Earlier this year, I became curious about the personal-data economy. It has grown relentlessly into a multibillion-pound business of tracking, packaging and selling data picked up from our public records and our private lives. As I dug deeper into the world of trackers, it reinforced my anxieties about a profit-led system designed to log behaviour every time we interact with the connected world.
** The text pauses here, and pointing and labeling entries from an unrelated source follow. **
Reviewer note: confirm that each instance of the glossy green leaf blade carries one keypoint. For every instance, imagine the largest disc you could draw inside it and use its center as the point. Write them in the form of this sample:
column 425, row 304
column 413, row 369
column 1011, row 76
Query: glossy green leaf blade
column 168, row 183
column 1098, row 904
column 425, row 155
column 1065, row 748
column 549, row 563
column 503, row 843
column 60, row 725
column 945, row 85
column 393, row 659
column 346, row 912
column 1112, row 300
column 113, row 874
I was aware that the data generated by apps and services I use daily - from geolocation and cookies to social-media tracking and credit-card transactions - was building a record of my past.
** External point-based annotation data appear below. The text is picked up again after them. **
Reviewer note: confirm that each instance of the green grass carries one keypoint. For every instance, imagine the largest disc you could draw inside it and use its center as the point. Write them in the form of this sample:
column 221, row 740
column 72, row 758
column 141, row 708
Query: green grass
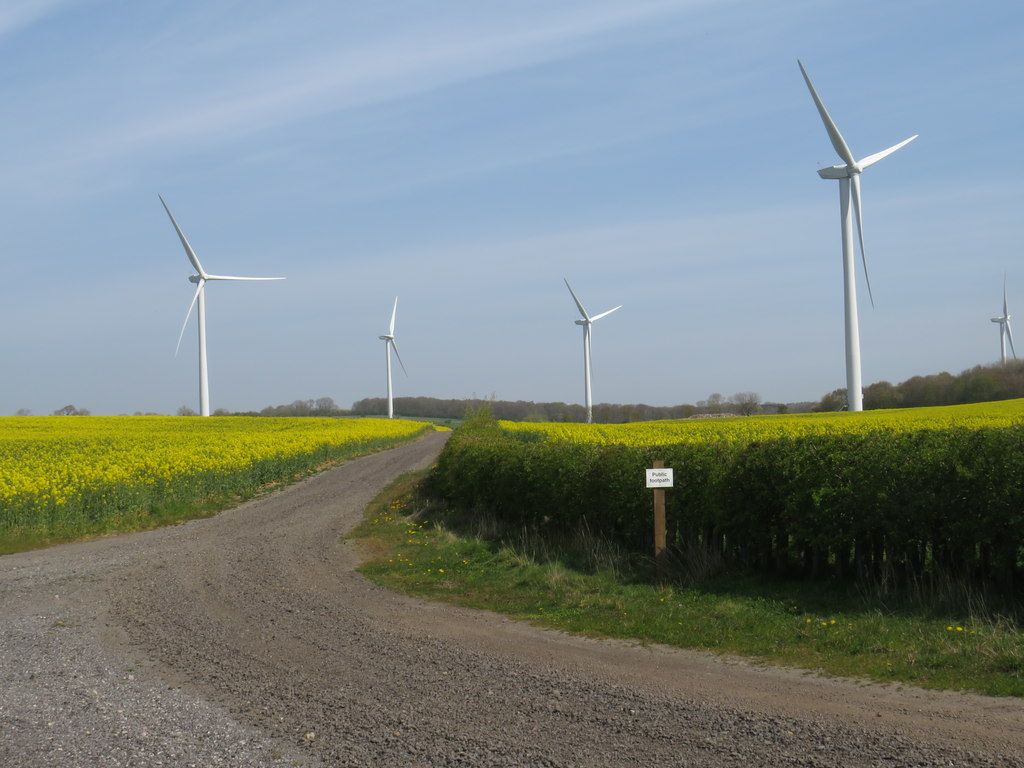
column 815, row 627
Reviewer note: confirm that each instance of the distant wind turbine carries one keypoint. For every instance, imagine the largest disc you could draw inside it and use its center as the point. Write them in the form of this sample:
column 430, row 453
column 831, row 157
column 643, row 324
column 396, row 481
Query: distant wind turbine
column 849, row 176
column 389, row 344
column 200, row 279
column 587, row 322
column 1005, row 332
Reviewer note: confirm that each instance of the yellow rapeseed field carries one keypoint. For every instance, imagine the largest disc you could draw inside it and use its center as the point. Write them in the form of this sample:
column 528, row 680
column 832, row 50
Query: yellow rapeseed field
column 68, row 475
column 747, row 429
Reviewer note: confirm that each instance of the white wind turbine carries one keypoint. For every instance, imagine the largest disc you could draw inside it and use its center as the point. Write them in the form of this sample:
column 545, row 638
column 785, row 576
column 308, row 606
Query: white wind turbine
column 389, row 344
column 848, row 175
column 1005, row 332
column 200, row 279
column 587, row 322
Combine this with public information such as Land Registry, council tax and voter-registration data, daily location routes and social-media posts, and these benign data sets reveal a lot -- such as whether you're political, outgoing, ambitious, pessimistic, uptight or a risk taker.

Even as you're reading this -- you may be sedentary, but your smartphone can reveal your location and even your posture -- your life is being converted into such a data package; once it has been compiled into lists (interested in technology, subscribes to magazines, probably male, professional, high earner) by intermediaries known as data brokers, it's sold on to data aggregators and analysts and eventually any company.
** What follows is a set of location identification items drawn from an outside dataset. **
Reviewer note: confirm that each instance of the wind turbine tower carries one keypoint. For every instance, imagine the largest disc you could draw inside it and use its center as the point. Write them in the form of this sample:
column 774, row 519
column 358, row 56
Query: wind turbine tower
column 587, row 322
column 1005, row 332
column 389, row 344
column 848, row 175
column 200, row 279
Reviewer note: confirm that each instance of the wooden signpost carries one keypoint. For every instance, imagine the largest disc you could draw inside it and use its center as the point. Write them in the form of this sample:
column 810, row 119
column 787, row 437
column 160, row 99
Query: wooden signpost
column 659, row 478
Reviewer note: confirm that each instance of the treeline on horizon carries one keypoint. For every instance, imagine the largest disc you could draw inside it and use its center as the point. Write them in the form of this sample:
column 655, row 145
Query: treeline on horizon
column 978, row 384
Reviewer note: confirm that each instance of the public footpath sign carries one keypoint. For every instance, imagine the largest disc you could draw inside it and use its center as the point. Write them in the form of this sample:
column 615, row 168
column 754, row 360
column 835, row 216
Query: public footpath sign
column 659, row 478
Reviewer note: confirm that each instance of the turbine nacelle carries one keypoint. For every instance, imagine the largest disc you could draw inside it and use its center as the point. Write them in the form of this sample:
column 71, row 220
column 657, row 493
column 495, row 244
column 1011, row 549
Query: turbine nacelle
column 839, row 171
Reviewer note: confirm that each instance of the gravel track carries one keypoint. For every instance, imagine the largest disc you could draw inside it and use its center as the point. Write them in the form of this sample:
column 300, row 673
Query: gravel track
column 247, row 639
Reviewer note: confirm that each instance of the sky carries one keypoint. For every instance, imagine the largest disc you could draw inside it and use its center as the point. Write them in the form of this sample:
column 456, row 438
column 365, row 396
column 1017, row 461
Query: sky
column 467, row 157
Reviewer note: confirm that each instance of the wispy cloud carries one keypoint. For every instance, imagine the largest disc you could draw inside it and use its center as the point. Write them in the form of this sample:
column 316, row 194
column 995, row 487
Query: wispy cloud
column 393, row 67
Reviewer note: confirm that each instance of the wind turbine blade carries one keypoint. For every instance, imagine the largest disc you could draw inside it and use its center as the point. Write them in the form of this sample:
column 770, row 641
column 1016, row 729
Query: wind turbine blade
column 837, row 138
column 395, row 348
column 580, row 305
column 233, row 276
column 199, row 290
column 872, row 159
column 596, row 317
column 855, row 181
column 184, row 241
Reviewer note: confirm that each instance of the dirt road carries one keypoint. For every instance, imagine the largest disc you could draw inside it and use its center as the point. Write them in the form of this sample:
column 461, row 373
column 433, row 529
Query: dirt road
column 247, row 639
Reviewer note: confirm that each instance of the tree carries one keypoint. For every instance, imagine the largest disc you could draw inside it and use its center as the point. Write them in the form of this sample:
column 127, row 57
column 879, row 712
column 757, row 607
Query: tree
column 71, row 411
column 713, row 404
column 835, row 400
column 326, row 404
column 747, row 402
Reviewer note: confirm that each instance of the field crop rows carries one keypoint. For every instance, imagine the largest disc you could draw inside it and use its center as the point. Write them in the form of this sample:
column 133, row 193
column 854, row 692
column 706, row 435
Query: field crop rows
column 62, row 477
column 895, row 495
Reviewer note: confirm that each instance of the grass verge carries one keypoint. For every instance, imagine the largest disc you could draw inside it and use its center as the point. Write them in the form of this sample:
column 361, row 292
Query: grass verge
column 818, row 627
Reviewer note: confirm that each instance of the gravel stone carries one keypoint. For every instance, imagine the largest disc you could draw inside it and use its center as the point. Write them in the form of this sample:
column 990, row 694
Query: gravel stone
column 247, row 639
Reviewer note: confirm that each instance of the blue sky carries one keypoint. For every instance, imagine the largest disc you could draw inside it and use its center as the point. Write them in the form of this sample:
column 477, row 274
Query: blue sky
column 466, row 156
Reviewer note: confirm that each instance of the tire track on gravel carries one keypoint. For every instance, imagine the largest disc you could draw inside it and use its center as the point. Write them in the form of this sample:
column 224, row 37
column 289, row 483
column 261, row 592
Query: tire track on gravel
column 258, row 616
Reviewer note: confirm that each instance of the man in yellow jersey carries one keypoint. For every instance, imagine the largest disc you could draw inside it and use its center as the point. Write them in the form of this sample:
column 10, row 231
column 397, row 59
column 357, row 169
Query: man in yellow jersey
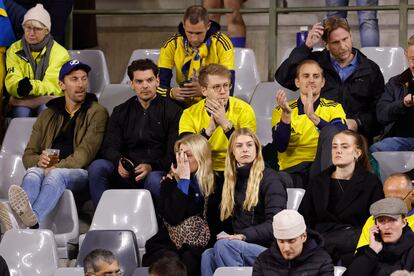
column 216, row 116
column 198, row 42
column 396, row 185
column 306, row 125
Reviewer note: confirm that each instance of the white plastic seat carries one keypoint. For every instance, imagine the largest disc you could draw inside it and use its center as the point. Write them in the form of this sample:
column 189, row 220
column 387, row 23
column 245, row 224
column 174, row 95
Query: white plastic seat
column 247, row 73
column 233, row 271
column 295, row 196
column 339, row 270
column 127, row 210
column 29, row 252
column 394, row 161
column 391, row 60
column 63, row 220
column 115, row 94
column 99, row 75
column 69, row 271
column 263, row 102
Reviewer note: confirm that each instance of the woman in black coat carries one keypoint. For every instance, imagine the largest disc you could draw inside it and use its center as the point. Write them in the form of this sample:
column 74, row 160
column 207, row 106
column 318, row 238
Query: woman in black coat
column 336, row 203
column 252, row 195
column 184, row 195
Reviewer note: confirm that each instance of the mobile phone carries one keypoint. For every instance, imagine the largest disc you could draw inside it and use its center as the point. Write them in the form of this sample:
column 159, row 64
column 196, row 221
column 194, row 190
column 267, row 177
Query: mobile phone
column 128, row 165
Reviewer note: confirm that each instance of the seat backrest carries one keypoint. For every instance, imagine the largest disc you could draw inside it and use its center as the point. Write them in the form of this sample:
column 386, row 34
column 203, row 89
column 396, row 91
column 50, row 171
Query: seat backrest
column 27, row 251
column 394, row 161
column 295, row 196
column 120, row 242
column 127, row 210
column 69, row 271
column 14, row 143
column 115, row 94
column 99, row 75
column 391, row 60
column 232, row 271
column 247, row 73
column 339, row 270
column 263, row 102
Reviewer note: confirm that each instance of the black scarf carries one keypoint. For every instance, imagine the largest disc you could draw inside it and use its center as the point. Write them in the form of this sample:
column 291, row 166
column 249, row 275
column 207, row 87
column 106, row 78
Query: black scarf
column 40, row 68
Ultimately, you are the product.

Under the EU's Data Protection Directive, implemented into UK law in 1998, personal data can be sold to third parties only with your consent and once it has been stripped of your name and any unique identifiers such as National Insurance number. Data is "personal" when third parties are able to link the information to an individual, even if the person holding the data cannot make this link. Simple examples of "personal data" are: full address, credit-card number, bank statements, criminal record etc. Third parties can process the data for their own interests as long as the data subject has consented (this can be assumed, not explicit) and can access or rectify any incomplete and inaccurate entries (Article 12).

But particulars such as your postcode, age and gender can be traded -- because they are not personal, but "pseudonymous", defined by the EU Data Protection Regulation (a draft law that has yet to be adopted) as "personal data that cannot be attributed to a specific data subject without the use of additional information".

But the data business has outgrown the directive. With the globalisation of data flows, there is so much additional information available that the risk of "pseudonymous" data being identifiable has multiplied. In the hands of commercial organisations with basic statistics skills, subsets of data can be unlawfully cross-referenced with other data points about you, to identify you with ease.

"Removing someone's name [from a list] to make them anonymous, that's an idea that went out in computer security 15 years ago," says computer scientist Joss Wright, from the University of Oxford's Internet Institute, who focuses on data anonymisation and privacy-enhancing technologies. "If I know where you live and your salary and how many children you have and your medical conditions and your location patterns, then what's in a name?"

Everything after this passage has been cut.